Tom había aguardado a que las estrellas sepultaran la luz del día y la había rescatado de aquella choza, de la cual solo conservaba malos recuerdos, y habían cabalgado muy lejos de Little Hangleton. Él la amaba más que cualquier persona y estaba dispuesto a todo por ella, incluso a olvidarse de su prometida y de su familia. «Porque ahora nosotros somos una familia», pensó.
Ella no se arrepentía de lo que había sucedido en su vida, de las marcas que tenía impregnadas en la piel, porque el mapa de cicatrices la habían llevado a conocer a Tom y con él todo era suficiente.
Y con cada nuevo día que pasaba, el fruto de su amor más se movía en el vientre. Pateaba fuerte y no la dejaba dormir. Eso no le importaba, pues ella siempre sonreía al sentirlo. «Será un niño, yo lo sé», estaba convencida de ello. Quería llamarlo Tom, al igual que su padre y su abuelo.
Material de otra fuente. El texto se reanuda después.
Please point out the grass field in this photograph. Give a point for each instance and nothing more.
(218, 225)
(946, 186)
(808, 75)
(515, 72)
Sabía que a su esposo eso le encantaría. Los años habían pasado y ahora tendrían un hijo juntos, quizás ya era hora de dejarle de dar la poción. Tom estaba enamorado de ella y de sus cicatrices, estaba segura. Y también amaba fervientemente al niño que se gestaba en su interior.
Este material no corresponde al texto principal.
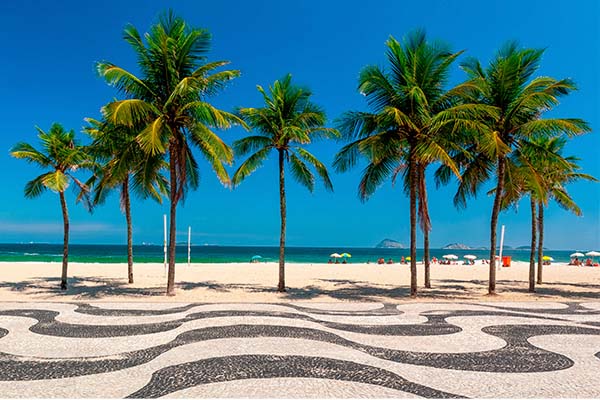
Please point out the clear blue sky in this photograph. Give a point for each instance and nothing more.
(47, 74)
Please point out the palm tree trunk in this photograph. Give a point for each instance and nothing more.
(281, 285)
(127, 204)
(63, 204)
(540, 241)
(425, 224)
(172, 225)
(532, 251)
(494, 224)
(413, 221)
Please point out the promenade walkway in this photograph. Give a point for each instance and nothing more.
(414, 349)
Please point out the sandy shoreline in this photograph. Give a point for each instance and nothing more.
(244, 282)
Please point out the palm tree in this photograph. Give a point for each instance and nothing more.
(555, 175)
(288, 121)
(62, 156)
(537, 168)
(170, 99)
(519, 101)
(124, 166)
(412, 125)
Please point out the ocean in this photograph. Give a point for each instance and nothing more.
(225, 254)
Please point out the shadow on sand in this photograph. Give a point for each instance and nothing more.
(95, 288)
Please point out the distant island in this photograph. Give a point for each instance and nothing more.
(390, 244)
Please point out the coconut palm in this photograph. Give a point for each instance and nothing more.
(61, 155)
(170, 98)
(412, 125)
(506, 85)
(537, 168)
(124, 166)
(288, 121)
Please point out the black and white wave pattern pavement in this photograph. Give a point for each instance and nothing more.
(432, 350)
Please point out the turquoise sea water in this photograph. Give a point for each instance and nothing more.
(225, 254)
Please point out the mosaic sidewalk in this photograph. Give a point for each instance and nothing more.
(432, 350)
Merope le hizo una promesa más íntima, más personal, a su vástago.
«Te prometo que nunca conocerás los males del mundo. Nunca tendrás que llevar ninguna cicatriz contigo.»
Nota de la autora: La condición decía que tenía que abarcar algún tema como: el lado oscuro de los personajes, como muerte, adicciones, depresión. Por lo que decidí mostrar un poco el maltrato hacia Merope, la depresión que conlleva en ella y el no arrepentimiento por darle la poción a Tom.